I think this is an important thing to remember/consider. I can't tell you how many personal projects I've stalled on worrying about costs "XYZ service/platform/API is expensive" without considering what "expensive" actually means.
Yes, they could have used OCR/image recognition-type software but what's easier than piping an image to an API and asking it?
LLMs frustrate me with their inconsistency/"fuzziness" (repeating instructions, putting them in all caps, saying "please" just rubs me the wrong way) but I know personally I have a bad habit of "That would be too expensive" or "How does it scale to X" when neither the cost nor the scale would ever be a real issue in the thing I'm writing.
With that said, I wonder why they used AI at all here. Could they not have keyed off certain keywords or other information present in a screen scrape, rather than rely on Claude to parse it?
I’m reminded of the guy who setup an iPhone farm to use the iOS on-device OCR because he couldn’t find anything better.
If you literally need to just detect whether it's at the firmware splash screen or not, simply checking if enough pixels on the image are white would detect that splash screen just fine.

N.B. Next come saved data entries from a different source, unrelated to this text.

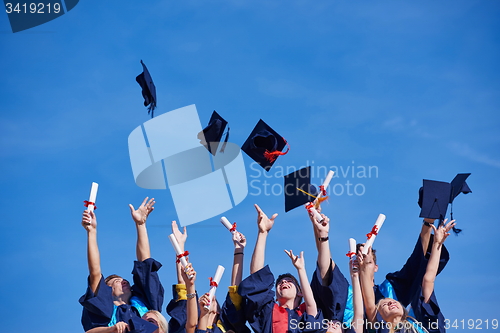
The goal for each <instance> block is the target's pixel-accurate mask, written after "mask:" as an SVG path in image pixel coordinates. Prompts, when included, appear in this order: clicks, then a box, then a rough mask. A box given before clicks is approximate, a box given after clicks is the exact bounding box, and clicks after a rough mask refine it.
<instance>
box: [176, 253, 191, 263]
mask: <svg viewBox="0 0 500 333" xmlns="http://www.w3.org/2000/svg"><path fill="white" fill-rule="evenodd" d="M188 255H189V252H188V251H184V253H181V254H178V255H177V260H176V261H175V262H176V263H179V262H181V258H182V257H187V256H188Z"/></svg>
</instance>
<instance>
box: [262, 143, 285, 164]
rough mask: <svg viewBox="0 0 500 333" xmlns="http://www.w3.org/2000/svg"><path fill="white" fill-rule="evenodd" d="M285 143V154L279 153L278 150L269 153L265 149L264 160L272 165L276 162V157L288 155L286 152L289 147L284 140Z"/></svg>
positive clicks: (280, 151) (271, 151)
mask: <svg viewBox="0 0 500 333" xmlns="http://www.w3.org/2000/svg"><path fill="white" fill-rule="evenodd" d="M283 140H285V138H283ZM285 143H286V146H287V149H286V151H285V152H281V151H279V150H275V151H271V152H270V151H269V150H267V149H266V151H265V152H264V158H265V159H266V160H268V161H269V162H271V163H272V162H274V161H276V159H277V158H278V156H281V155H286V154H288V151H289V150H290V145H289V144H288V142H287V141H286V140H285Z"/></svg>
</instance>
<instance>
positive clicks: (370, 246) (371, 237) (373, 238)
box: [361, 214, 385, 254]
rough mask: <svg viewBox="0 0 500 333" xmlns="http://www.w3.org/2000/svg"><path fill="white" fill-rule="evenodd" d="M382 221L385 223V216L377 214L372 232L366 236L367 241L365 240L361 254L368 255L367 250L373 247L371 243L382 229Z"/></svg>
mask: <svg viewBox="0 0 500 333" xmlns="http://www.w3.org/2000/svg"><path fill="white" fill-rule="evenodd" d="M384 221H385V215H384V214H379V216H378V218H377V221H376V222H375V225H374V226H373V228H372V230H371V231H370V232H369V233H368V234H367V235H366V236H367V237H368V239H367V240H366V243H365V246H364V247H363V251H362V252H361V253H363V254H367V253H368V249H369V248H370V247H372V246H373V242H374V241H375V238H376V237H377V235H378V233H379V231H380V229H381V228H382V225H383V224H384Z"/></svg>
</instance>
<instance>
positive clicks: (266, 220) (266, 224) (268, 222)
mask: <svg viewBox="0 0 500 333" xmlns="http://www.w3.org/2000/svg"><path fill="white" fill-rule="evenodd" d="M255 209H256V210H257V214H258V215H257V225H258V227H259V232H269V230H271V228H272V227H273V225H274V219H275V218H276V217H277V216H278V214H274V215H273V216H271V218H269V217H267V215H266V214H265V213H264V212H263V211H262V209H260V207H259V205H257V204H255Z"/></svg>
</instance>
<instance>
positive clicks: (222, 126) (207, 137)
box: [198, 111, 229, 156]
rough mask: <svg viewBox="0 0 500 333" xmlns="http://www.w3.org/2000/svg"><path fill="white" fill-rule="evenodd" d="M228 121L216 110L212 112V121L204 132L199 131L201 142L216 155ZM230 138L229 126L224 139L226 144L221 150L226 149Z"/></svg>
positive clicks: (223, 145) (201, 143)
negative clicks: (221, 116) (220, 115)
mask: <svg viewBox="0 0 500 333" xmlns="http://www.w3.org/2000/svg"><path fill="white" fill-rule="evenodd" d="M226 126H227V121H225V120H224V118H222V117H221V116H220V115H219V114H218V113H217V112H216V111H214V112H213V113H212V116H211V117H210V121H209V122H208V125H207V127H205V128H204V129H203V131H202V132H200V133H198V139H200V140H201V144H202V145H204V146H205V147H206V148H207V149H208V151H209V152H210V153H211V154H212V155H214V156H215V154H216V153H217V148H218V146H219V142H220V140H221V139H222V135H223V134H224V130H225V129H226ZM228 139H229V127H228V128H227V132H226V137H225V139H224V145H223V146H222V148H221V150H220V151H221V152H223V151H224V148H225V144H226V142H227V140H228Z"/></svg>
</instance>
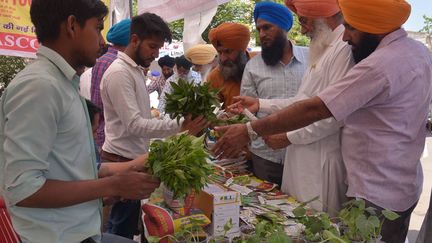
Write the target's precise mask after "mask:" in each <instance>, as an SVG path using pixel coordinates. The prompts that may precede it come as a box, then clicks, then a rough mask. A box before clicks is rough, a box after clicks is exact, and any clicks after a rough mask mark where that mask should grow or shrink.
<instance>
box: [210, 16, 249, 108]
mask: <svg viewBox="0 0 432 243" xmlns="http://www.w3.org/2000/svg"><path fill="white" fill-rule="evenodd" d="M209 40H210V42H211V43H212V44H213V46H214V48H216V50H217V52H218V54H219V63H218V66H217V67H216V68H215V69H213V70H212V71H211V72H210V74H209V75H208V77H207V79H206V80H207V81H208V82H209V83H210V85H211V86H212V87H213V88H216V89H220V90H221V91H220V92H219V99H220V101H221V102H223V105H222V108H223V109H225V108H226V107H227V106H229V105H231V104H232V98H233V97H234V96H238V95H239V94H240V83H241V78H242V76H243V71H244V68H245V66H246V62H247V61H248V60H249V54H248V52H247V51H246V48H247V46H248V44H249V40H250V31H249V29H248V27H246V26H244V25H242V24H237V23H223V24H221V25H219V26H217V27H216V28H214V29H212V30H210V32H209Z"/></svg>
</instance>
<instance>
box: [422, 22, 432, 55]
mask: <svg viewBox="0 0 432 243" xmlns="http://www.w3.org/2000/svg"><path fill="white" fill-rule="evenodd" d="M423 19H424V27H423V28H422V29H421V30H420V32H423V33H426V44H427V45H428V46H429V48H431V49H432V17H428V16H426V15H423Z"/></svg>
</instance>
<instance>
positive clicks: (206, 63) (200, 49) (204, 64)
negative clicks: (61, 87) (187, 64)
mask: <svg viewBox="0 0 432 243" xmlns="http://www.w3.org/2000/svg"><path fill="white" fill-rule="evenodd" d="M216 55H217V51H216V49H215V48H214V47H213V46H212V45H210V44H198V45H195V46H193V47H191V48H189V49H188V50H187V51H186V52H185V57H186V59H187V60H188V61H190V62H191V63H193V64H195V65H206V64H209V63H212V62H213V60H214V59H215V57H216Z"/></svg>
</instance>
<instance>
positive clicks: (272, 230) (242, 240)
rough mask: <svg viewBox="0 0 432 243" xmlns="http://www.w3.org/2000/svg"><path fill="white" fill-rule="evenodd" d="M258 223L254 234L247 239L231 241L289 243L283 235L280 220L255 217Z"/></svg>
mask: <svg viewBox="0 0 432 243" xmlns="http://www.w3.org/2000/svg"><path fill="white" fill-rule="evenodd" d="M257 219H258V223H257V224H256V226H255V232H254V233H253V234H251V235H250V236H249V238H247V239H239V240H238V241H233V242H235V243H262V242H269V243H291V239H290V238H289V237H288V235H287V234H286V233H285V231H284V228H283V226H282V225H281V224H280V220H273V219H274V218H272V219H269V217H257Z"/></svg>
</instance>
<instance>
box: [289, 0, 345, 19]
mask: <svg viewBox="0 0 432 243" xmlns="http://www.w3.org/2000/svg"><path fill="white" fill-rule="evenodd" d="M285 5H286V6H287V7H288V8H289V9H291V10H292V11H293V12H294V13H296V14H297V15H300V16H304V17H309V18H327V17H330V16H333V15H335V14H337V13H339V12H340V8H339V6H338V3H337V0H285Z"/></svg>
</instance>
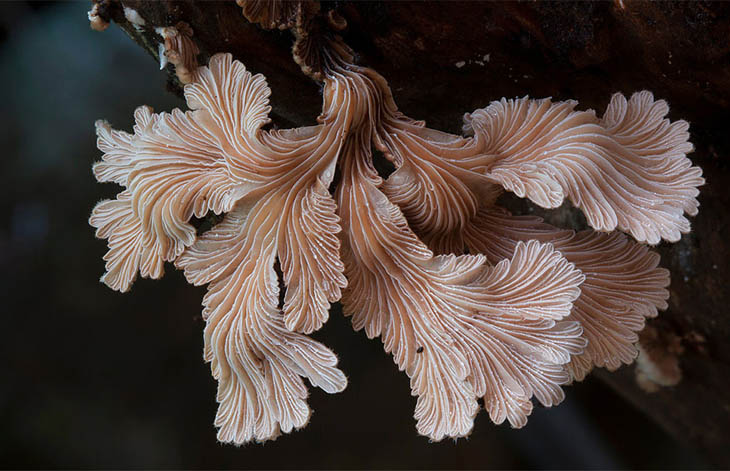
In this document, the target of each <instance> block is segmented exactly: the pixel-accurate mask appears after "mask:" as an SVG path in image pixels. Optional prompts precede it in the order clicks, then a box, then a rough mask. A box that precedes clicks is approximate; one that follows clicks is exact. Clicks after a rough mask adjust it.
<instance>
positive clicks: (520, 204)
mask: <svg viewBox="0 0 730 471" xmlns="http://www.w3.org/2000/svg"><path fill="white" fill-rule="evenodd" d="M100 3H102V4H103V5H104V8H103V13H104V15H106V16H107V17H108V18H110V19H113V20H114V21H115V22H117V23H118V24H119V25H120V26H121V27H122V28H123V29H124V30H125V31H126V32H127V33H128V34H129V35H130V36H131V37H132V38H133V39H134V40H135V41H137V42H138V43H139V44H140V45H141V46H143V47H145V49H147V50H148V51H149V52H150V53H151V54H152V55H155V56H156V55H157V53H158V50H157V44H158V43H159V38H158V37H156V35H155V33H154V28H145V29H143V30H141V31H140V30H137V29H135V28H134V27H133V25H131V24H130V23H129V22H128V21H127V20H126V19H125V17H124V14H123V12H122V9H121V6H120V4H119V3H115V2H112V1H107V0H102V1H101V2H100ZM124 5H125V6H128V7H131V8H133V9H135V10H137V12H138V13H139V14H140V16H141V17H142V18H144V19H145V21H146V23H147V24H148V25H154V26H168V25H175V24H176V23H177V22H178V21H185V22H187V23H188V24H189V25H190V26H191V27H192V29H193V32H194V39H195V42H196V44H197V45H198V46H199V47H200V49H201V51H202V55H201V56H200V61H201V63H204V62H205V60H206V59H207V56H209V55H211V54H214V53H216V52H230V53H232V54H233V55H234V57H235V58H237V59H239V60H241V61H242V62H244V63H245V64H246V66H247V67H248V68H249V69H251V70H253V71H255V72H261V73H263V74H264V75H266V77H267V79H268V81H269V84H270V86H271V89H272V91H273V93H272V97H271V100H272V105H273V112H272V115H273V117H274V121H275V122H276V123H277V124H278V125H280V126H282V127H283V126H287V125H304V124H310V123H312V122H313V120H314V118H315V117H316V116H317V114H318V113H319V109H320V106H321V94H320V90H319V85H318V83H316V82H315V81H313V80H312V79H310V78H309V77H307V76H306V75H304V74H303V73H302V72H301V70H300V69H299V66H298V65H297V64H296V63H295V62H294V61H293V60H292V56H291V45H292V41H293V38H292V35H291V33H290V32H288V31H286V30H284V31H280V30H264V29H262V28H261V27H259V26H258V25H254V24H251V23H248V22H247V21H246V19H245V18H244V17H243V16H242V14H241V8H240V7H238V6H237V5H236V3H235V2H234V1H226V2H211V1H201V2H195V1H192V0H188V1H169V0H125V1H124ZM321 7H322V12H323V13H326V12H327V11H328V10H331V9H336V11H337V12H338V13H339V14H340V15H341V16H342V17H344V18H345V19H346V20H347V23H348V26H347V28H346V29H345V30H344V31H343V32H342V36H343V38H344V39H345V41H346V42H347V43H348V44H349V45H350V46H351V47H352V48H353V49H354V51H355V52H356V54H357V56H356V58H357V61H358V62H359V63H360V64H363V65H367V66H370V67H373V68H375V69H376V70H377V71H378V72H379V73H381V74H382V75H383V76H385V77H386V78H387V79H388V80H389V82H390V86H391V88H392V90H393V92H394V95H395V98H396V101H397V103H398V105H399V106H400V108H401V110H402V111H404V112H405V113H406V114H407V115H409V116H412V117H414V118H416V119H424V120H426V121H427V122H428V123H429V125H430V127H434V128H437V129H443V130H446V131H452V132H458V130H459V129H460V127H461V117H462V115H463V114H464V113H465V112H468V111H472V110H474V109H476V108H480V107H484V106H486V105H487V104H488V103H489V102H490V101H492V100H495V99H499V98H501V97H503V96H506V97H515V96H524V95H530V96H532V97H536V98H540V97H547V96H552V97H553V98H554V99H556V100H564V99H577V100H578V101H579V103H580V107H581V108H583V109H585V108H594V109H596V110H597V111H598V112H599V113H600V112H602V110H603V108H604V107H605V106H606V104H607V103H608V99H609V97H610V96H611V94H612V93H614V92H616V91H621V92H623V93H625V94H630V93H632V92H634V91H639V90H643V89H648V90H651V91H652V92H653V93H654V95H655V96H656V97H657V98H662V99H665V100H667V101H668V102H669V104H670V107H671V114H670V118H671V119H686V120H688V121H689V122H690V124H691V128H690V132H691V135H692V138H691V140H692V142H693V143H694V145H695V147H696V150H695V152H694V153H693V154H692V155H691V158H692V159H693V161H694V162H695V163H696V164H698V165H700V166H701V167H702V168H703V169H704V175H705V178H706V180H707V183H706V185H705V186H704V187H703V188H702V192H701V195H700V202H701V208H700V213H699V215H698V216H697V217H696V218H695V219H694V220H693V231H692V233H690V234H687V235H685V236H684V237H683V238H682V240H681V241H680V242H679V243H676V244H662V245H660V246H659V247H658V248H657V250H658V251H659V252H660V253H661V256H662V265H663V266H665V267H666V268H668V269H670V270H671V273H672V285H671V288H670V292H671V298H670V306H669V309H668V310H667V311H666V312H663V313H661V314H660V316H659V317H658V318H657V319H654V320H652V321H650V322H649V324H650V327H651V329H652V330H651V332H652V339H651V340H652V342H654V343H656V342H659V344H660V345H659V349H660V350H661V343H662V342H664V343H666V344H667V348H666V349H665V352H664V353H660V355H662V354H665V355H670V356H672V357H673V358H671V359H670V360H672V361H674V359H676V362H675V363H676V365H675V366H678V368H679V371H680V373H681V379H680V380H679V383H678V384H677V385H675V386H663V387H658V390H657V391H656V392H652V393H649V392H646V391H645V390H644V389H642V388H641V387H640V386H639V384H638V383H637V381H636V377H635V374H634V371H633V370H634V367H633V366H632V367H624V368H622V369H621V370H620V371H618V372H614V373H608V372H605V371H600V372H597V374H598V375H599V376H600V377H601V378H602V379H603V380H605V381H606V382H607V383H608V384H610V385H611V386H612V387H614V388H615V389H616V390H617V391H619V392H620V393H621V394H622V395H624V396H625V397H627V398H628V399H629V400H630V401H632V402H633V403H634V404H636V405H637V406H638V407H639V408H640V409H641V410H643V411H645V412H646V413H647V414H648V415H650V416H651V417H653V418H654V419H655V420H657V421H658V422H659V423H661V424H662V425H663V426H664V427H665V428H666V429H667V430H669V431H670V432H671V433H672V434H674V435H675V436H676V437H678V438H679V439H680V440H682V441H686V442H689V443H691V444H693V445H694V446H695V447H697V448H698V449H699V450H701V451H702V452H703V453H704V454H705V455H706V456H707V457H708V458H709V459H710V460H711V461H712V462H714V463H715V464H717V465H720V466H723V467H725V466H730V439H729V438H728V437H730V393H728V391H730V375H729V374H728V373H730V343H728V341H727V339H728V338H730V318H728V316H727V312H728V306H729V305H730V290H728V289H727V288H726V284H727V281H726V280H727V279H728V278H730V266H729V265H728V263H727V261H728V251H729V249H730V244H729V243H728V242H727V235H728V234H730V212H728V209H727V208H728V205H730V196H729V195H730V193H729V192H728V191H727V187H728V185H730V172H728V161H727V155H728V153H730V137H728V136H729V135H730V134H729V133H728V131H727V127H728V125H729V124H730V41H729V40H728V38H730V3H724V2H696V1H681V2H655V3H654V2H643V1H633V0H623V1H616V2H520V3H511V2H496V3H492V2H489V3H480V2H464V3H459V2H426V3H423V2H416V3H410V2H392V3H388V2H346V1H343V2H340V1H337V2H322V5H321ZM168 67H171V66H168ZM170 72H171V73H170V77H171V78H170V85H171V89H172V90H173V91H176V92H178V93H179V92H180V86H179V84H178V83H176V81H175V79H174V73H173V71H172V69H170ZM506 199H507V201H506V204H507V205H508V206H509V207H511V208H512V209H513V210H515V211H522V212H525V211H531V209H530V208H528V206H527V204H526V203H523V202H522V201H520V200H517V199H516V198H510V197H509V196H508V197H507V198H506ZM534 211H535V213H540V214H541V215H543V216H545V217H546V218H548V219H549V220H550V221H551V222H553V223H556V224H557V225H562V226H566V227H574V228H578V229H579V228H583V227H584V225H585V223H584V221H583V220H582V218H581V217H580V215H578V213H577V212H576V211H574V210H573V209H572V208H570V207H568V206H564V207H562V208H561V209H559V210H556V211H550V212H544V211H540V210H539V209H534ZM657 339H658V340H657ZM670 363H671V361H670ZM608 407H609V408H610V406H608ZM607 412H610V410H607ZM626 426H627V427H631V424H626Z"/></svg>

Maybe it needs to have more complex logic/detection and we need something more complex down the road. But it's like easy and cheap OCR for now.
what was kinda funnier was that I tried to get Claude to generate its own Go client code to upload the image and run the prompt; it totally totally hallucinated on that part :).
And of course the brilliant use of AI and discussion of how cost-effective it is. “Hook it up to an AI to save money” is the world we can look forward to. In this case the problem is recognizing which state a thing is in from a list of known states. Once the LLM gives the state in text form, all kinds of automation are unlocked. I think that class of problem - converting a state based on an image into text form - is wildly common, and will be on the lookout for it in my own automation work!
that's on me (author); I tried to cut the content down to a manageable post size that covered some interesting stuff - but probably dropped the connective tissue in the process. We'll keep this in mind for next time.
In this case, you’re assuming a huge number of things like infrastructure and other requirements are in place, and all of those things take a lot of time and work, if they’re even appropriate at all.
But even if that's the case , couldn't they use something like vram if they are running out of memory of are we back to square one?